Disturbingly, one strain of the microbe, dubbed MRSA , has evolved into a widespread "superbug" that has become resistant to many commonly used antibiotics. This variant is nearly three times more lethal than less drug-resistant strains.
Instead of attacking the bacterium with new antibiotics that it could evolve a resistance against over time, immunologist Domenico Iannelli at the University of Naples Federico II in Italy and his colleagues tried using bacteria-killing viruses known as bacteriophages or phages. These do not infect humans.
The researchers identified a phage that preys on Staphylococcus aureus. They next experimented with the virus on mice given either lethal or non-lethal doses of the bacterium, including MRSA strains.
Iannelli and his colleagues found phage therapy could rescue 97 percent of mice given lethal doses from death. When given to mice with nonlethal doses, the virus fully eliminated the infections.
Although bacteria eventually develop resistance against phages as they do against antibiotics, "phage resistance is a rare event, rarer than antibiotic resistance," Iannelli told LiveScience. "New phages can be rapidly isolated from nature, while new antibiotics are very slow and costly to develop."
A complaint often leveled against phage therapy is that phages typically each only attack very specific targets.
"If you use just a single phage, it's unlikely to kill all MRSA strains," said Alexander Sulakvelidze, chief scientist at biotechnology company Intralytix in Baltimore, who did not participate in this study. "The solution is to use a cocktail of phages, each targeting different strains. Phage therapy could provide a good, necessary alternative to antibiotics, another weapon against bacteria."

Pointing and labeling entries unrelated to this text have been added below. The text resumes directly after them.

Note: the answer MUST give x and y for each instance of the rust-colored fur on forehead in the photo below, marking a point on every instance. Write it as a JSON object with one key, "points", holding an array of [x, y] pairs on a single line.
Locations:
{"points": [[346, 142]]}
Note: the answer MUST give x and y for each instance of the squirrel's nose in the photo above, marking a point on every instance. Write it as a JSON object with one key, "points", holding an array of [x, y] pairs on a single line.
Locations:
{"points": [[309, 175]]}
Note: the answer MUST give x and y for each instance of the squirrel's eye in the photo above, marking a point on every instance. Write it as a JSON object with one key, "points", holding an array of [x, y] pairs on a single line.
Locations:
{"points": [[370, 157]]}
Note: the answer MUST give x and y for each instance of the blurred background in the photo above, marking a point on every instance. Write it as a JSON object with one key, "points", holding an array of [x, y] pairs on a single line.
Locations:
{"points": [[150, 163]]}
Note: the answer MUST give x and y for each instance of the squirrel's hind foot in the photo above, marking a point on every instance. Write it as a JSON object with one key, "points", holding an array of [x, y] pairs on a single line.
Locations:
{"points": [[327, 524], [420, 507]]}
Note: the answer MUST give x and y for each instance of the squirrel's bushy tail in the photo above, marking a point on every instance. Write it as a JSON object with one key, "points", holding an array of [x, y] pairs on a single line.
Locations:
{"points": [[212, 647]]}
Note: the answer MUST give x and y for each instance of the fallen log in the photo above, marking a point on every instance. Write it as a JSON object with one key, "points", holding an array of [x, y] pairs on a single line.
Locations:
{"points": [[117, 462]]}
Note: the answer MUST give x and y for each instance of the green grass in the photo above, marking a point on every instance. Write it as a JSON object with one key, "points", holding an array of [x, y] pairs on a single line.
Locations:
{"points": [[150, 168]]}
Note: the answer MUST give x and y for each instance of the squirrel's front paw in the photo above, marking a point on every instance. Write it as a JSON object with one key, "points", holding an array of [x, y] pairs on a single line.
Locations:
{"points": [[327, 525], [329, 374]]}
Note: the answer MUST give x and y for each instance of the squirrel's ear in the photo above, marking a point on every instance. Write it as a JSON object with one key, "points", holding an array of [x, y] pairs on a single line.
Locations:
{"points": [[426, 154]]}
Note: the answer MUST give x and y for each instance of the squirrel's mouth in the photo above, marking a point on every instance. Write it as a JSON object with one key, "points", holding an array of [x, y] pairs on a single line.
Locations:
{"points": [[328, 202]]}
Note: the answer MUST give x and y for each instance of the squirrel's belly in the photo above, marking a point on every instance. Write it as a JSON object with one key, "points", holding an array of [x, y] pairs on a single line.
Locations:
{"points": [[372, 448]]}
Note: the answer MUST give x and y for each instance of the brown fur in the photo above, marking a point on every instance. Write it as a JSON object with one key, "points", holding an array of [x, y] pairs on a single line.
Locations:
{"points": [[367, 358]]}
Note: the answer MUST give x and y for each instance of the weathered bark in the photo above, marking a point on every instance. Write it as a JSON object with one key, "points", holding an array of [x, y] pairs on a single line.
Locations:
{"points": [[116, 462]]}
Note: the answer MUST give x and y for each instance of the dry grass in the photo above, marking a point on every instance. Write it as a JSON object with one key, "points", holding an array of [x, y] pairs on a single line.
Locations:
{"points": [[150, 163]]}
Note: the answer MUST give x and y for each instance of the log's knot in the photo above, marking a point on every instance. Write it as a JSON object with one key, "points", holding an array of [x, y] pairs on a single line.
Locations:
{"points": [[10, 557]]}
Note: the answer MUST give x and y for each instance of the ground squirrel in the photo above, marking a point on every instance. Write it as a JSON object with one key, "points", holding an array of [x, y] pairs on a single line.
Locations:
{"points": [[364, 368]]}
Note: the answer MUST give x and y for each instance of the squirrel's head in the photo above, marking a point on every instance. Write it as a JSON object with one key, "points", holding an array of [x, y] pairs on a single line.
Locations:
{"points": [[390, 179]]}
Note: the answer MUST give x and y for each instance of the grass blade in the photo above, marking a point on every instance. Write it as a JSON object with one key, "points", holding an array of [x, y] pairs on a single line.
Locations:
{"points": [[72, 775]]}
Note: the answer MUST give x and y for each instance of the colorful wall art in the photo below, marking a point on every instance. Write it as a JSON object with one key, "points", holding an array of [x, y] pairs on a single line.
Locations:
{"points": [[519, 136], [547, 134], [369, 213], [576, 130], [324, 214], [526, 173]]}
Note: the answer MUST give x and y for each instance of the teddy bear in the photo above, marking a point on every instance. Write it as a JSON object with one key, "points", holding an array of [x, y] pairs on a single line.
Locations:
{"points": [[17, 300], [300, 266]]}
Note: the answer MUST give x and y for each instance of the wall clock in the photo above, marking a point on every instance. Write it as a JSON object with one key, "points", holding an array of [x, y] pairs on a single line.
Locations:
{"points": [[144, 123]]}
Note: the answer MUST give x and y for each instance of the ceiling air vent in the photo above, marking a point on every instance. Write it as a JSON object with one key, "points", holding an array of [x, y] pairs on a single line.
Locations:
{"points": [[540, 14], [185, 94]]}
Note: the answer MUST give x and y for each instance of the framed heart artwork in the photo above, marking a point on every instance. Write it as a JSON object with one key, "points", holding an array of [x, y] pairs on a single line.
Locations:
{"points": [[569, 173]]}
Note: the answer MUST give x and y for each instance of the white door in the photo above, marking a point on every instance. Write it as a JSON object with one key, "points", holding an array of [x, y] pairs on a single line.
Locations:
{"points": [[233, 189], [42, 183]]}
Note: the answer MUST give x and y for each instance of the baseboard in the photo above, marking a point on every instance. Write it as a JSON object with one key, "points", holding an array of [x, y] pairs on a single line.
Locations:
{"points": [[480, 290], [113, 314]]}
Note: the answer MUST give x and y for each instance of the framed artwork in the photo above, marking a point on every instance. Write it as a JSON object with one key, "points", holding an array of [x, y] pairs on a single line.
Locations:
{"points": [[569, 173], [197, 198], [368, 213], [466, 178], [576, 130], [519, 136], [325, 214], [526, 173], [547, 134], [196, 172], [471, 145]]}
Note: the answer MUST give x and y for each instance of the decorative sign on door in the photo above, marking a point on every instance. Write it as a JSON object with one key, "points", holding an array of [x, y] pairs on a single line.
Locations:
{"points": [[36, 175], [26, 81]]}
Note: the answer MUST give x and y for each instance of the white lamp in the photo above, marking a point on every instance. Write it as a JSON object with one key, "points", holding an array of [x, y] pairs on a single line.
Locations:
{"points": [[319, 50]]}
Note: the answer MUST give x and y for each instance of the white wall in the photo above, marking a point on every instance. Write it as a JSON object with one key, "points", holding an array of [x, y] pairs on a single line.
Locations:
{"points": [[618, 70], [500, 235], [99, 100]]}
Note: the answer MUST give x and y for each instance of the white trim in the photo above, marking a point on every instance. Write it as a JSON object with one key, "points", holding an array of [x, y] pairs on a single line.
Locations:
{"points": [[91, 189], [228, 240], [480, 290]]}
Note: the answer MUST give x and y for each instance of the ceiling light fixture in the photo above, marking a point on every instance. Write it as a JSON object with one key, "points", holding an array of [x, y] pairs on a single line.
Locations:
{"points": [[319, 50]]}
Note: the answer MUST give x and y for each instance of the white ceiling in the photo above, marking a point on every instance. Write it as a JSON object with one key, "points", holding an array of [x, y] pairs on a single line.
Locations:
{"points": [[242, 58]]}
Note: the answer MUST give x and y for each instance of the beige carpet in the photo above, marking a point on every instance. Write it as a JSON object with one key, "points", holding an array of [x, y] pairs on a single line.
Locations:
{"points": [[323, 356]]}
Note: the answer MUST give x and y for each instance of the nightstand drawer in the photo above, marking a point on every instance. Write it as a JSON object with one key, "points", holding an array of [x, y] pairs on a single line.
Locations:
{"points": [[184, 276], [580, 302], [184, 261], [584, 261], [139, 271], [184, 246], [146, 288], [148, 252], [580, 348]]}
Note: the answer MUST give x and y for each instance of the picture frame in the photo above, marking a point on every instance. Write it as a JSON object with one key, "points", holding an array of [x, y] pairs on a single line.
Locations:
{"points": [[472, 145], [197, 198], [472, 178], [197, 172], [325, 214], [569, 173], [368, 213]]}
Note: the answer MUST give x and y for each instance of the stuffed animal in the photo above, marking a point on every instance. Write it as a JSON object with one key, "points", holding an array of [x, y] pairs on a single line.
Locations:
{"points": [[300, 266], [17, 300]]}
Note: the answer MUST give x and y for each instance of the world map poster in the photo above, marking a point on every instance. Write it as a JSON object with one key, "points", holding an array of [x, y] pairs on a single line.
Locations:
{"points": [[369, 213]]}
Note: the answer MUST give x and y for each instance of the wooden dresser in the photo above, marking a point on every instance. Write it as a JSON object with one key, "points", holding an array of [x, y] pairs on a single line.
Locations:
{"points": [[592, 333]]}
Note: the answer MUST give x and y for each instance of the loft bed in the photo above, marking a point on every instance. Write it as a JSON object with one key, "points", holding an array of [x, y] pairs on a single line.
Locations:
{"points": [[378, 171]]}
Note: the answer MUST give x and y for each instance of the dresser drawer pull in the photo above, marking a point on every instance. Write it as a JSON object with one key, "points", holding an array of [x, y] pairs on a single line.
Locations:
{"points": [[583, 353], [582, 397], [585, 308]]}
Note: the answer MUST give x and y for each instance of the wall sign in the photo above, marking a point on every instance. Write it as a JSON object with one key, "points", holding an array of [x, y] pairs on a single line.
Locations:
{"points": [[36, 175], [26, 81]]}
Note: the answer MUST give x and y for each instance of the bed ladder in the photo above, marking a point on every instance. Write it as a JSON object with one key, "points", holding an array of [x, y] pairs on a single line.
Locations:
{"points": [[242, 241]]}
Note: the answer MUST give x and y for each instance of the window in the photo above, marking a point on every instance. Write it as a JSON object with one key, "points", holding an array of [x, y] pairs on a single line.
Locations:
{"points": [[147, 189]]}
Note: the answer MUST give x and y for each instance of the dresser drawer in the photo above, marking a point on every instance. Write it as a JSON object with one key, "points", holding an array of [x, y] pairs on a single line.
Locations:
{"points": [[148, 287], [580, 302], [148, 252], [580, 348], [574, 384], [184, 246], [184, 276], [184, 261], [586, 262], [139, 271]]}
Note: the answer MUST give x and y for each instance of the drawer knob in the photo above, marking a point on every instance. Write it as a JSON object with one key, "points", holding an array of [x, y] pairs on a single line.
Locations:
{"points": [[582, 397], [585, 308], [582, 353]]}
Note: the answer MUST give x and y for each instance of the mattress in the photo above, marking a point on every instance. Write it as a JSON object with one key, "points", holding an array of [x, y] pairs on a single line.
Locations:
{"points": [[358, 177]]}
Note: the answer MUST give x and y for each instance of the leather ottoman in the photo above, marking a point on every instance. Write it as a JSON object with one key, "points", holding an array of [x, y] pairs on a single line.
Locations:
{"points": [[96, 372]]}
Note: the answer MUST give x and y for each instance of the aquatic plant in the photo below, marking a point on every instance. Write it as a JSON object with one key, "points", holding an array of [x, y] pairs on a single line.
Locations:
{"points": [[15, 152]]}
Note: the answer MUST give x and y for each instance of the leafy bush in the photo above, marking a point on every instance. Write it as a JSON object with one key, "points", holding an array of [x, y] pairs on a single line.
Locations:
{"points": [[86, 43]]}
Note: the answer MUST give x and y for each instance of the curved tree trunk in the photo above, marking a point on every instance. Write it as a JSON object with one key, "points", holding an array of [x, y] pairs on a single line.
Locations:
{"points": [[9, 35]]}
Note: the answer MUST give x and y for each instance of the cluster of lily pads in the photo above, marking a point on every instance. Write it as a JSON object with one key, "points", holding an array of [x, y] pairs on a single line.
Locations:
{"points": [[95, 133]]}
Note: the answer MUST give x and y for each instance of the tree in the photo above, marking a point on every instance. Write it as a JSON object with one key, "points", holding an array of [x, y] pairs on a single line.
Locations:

The researchers suggest the phage could help control human staph infections, taking phage therapy "closer to the patient's bed," Iannelli said.
"I was very pleased to see work of this scientific caliber," Sulakvelidze said. "I hope to see their research benefit people in the not-too-distant future."
Iannelli and his colleagues detailed their findings in the August issue of the journal Antimicrobial Agents and Chemotherapy.